Duâ ile ilgili ayrıca iki önemli kıssaya da yer vereceğiz. İlki, Hazreti Mevlâna’nın eseri Mesnevî’den olacak…

Rivâyete göre, yıllar önce Nasuh adında bir adam varmış. Nasuh, hamamlarda tellaklık eder ve böylece kadınları kolaylıkla avlayarak baştan çıkarırmış. Yüzü, kadın yüzü gibi tüysüz; sesi, kadın sesi gibiymiş. Erkekliğini bu yüzden rahatlıkla gizlermiş. Nasuh yıllarca tellaklık etmiş, kimse onun tellak ve bir erkek olduğunun farkına varamamış. Çarşaf giyer, peçe takarmış. Fakat şehveti azgın bir gençmiş. Bu yüzden padişahın kızlarını bile hamamda keseleyip yıkarmış. Aradan zaman geçince Nasuh pişman olmuş ve tövbe etmiş. Fakat tövbesini tutamamış. Bir gün Allah dostuna giderek, “Bana duâ et” diye ricada bulunmuş. Velî de ona duâ etmiş.
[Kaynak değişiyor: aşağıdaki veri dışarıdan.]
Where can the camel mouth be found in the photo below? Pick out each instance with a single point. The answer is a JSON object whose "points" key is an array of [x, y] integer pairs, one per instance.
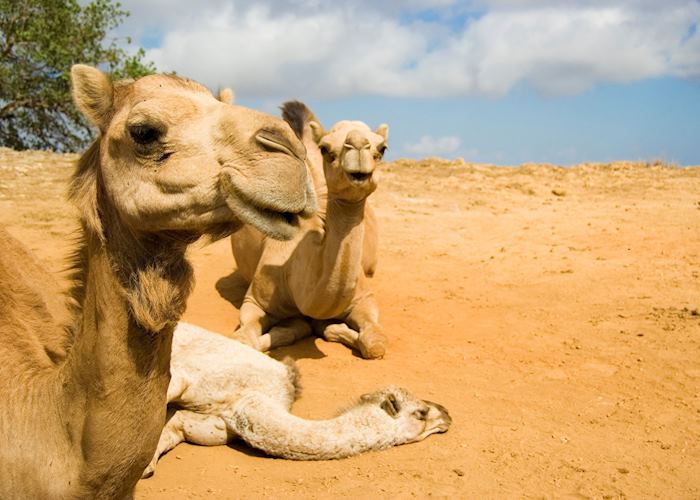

Nasuh bir gün yine hamamda tası doldururken, padişahın kızının küpesindeki incilerden biri kaybolmuş. Bütün kadınlar onu aramaya koyulmuş. Herkesin eşyasını aramak için önce hamamın kapısını kapamışlar, sonra da başlamışlar aramaya. İnci bir türlü bulunamamış. Bunun üzerine herkesin ağzını ve her yerini aramaya başlamışlar. “İhtiyar, genç, herkes anadan doğma soyunsun” diye bağırmışlar. Nasuh korkusundan bir kenara çekilmiş. Yüzü korkuyla dolmuş, sararmış dudakları titremiş. Ölüm korkusu her yanını sarmış. Kendi kendine, “Ya Rabbi, birçok defa tövbe ettim fakat tövbemi tutamadım. Eğer beni bu belâdan rezil rüsva olmaktan kurtarırsan bütün yaptıklarımdan tövbe edeceğim” demiş. Hamamdakiler herkesi aradıktan sonra, “Ey Nasuh, herkesi aradık, şimdi sıra sende, gel seni de arayalım!” demişler. Nasuh için kurtuluş yokmuş. Tam o an, onu arayacakları sırada, “İnci bulundu!” diye bir ses gelmiş. Nasuh’u aramaktan vazgeçmişler.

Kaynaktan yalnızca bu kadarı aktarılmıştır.